At the docks, lobstermen are benefitting from the prices but fearing the potential drop-off.

Mark Bradstreet, a lobsterman from Camden said that the dock price for selling lobster is nearly $3 a pound higher than it normally would be. He’s currently selling lobster at $6.80 a pound when ordinarily at this time of year, he’d be selling it for $4.

Bradstreet said there’s a variety of reasons causing this dramatic increase: lobstermen are catching less lobsters than usual, Canadian processors are buying up a lot of American product, there’s a “boom” in tourism in Maine this year, and there’s a shortage of lobstermen — in particular, sternmen, who assist on the boats.

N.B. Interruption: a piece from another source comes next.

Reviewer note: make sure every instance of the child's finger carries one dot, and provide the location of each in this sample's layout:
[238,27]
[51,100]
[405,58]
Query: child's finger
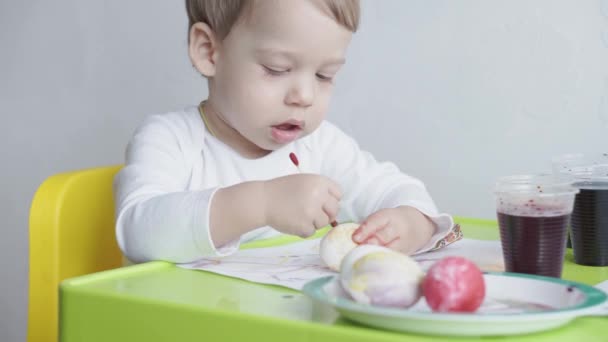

Bradstreet’s biggest concern is how “there may in fact be less lobsters to catch.” He explained that the Maine lobster catch peak has declined from 120 million pounds to 100 million pounds over the last few years. Though his business is prospering right now, the threat of lobsters disappearing in the coming months always looms in the background.

Though quite a few restaurants in the area have increased their prices, Clough and Welch say that increasing lobster prices have not yet hurt their businesses.

It doesn’t seem to be impacting people buying them,” Welch said.

Farmington is a tourist town,” Clough said. “The tourists are here right now and I’m not sure that they’re overly surprised by the price.”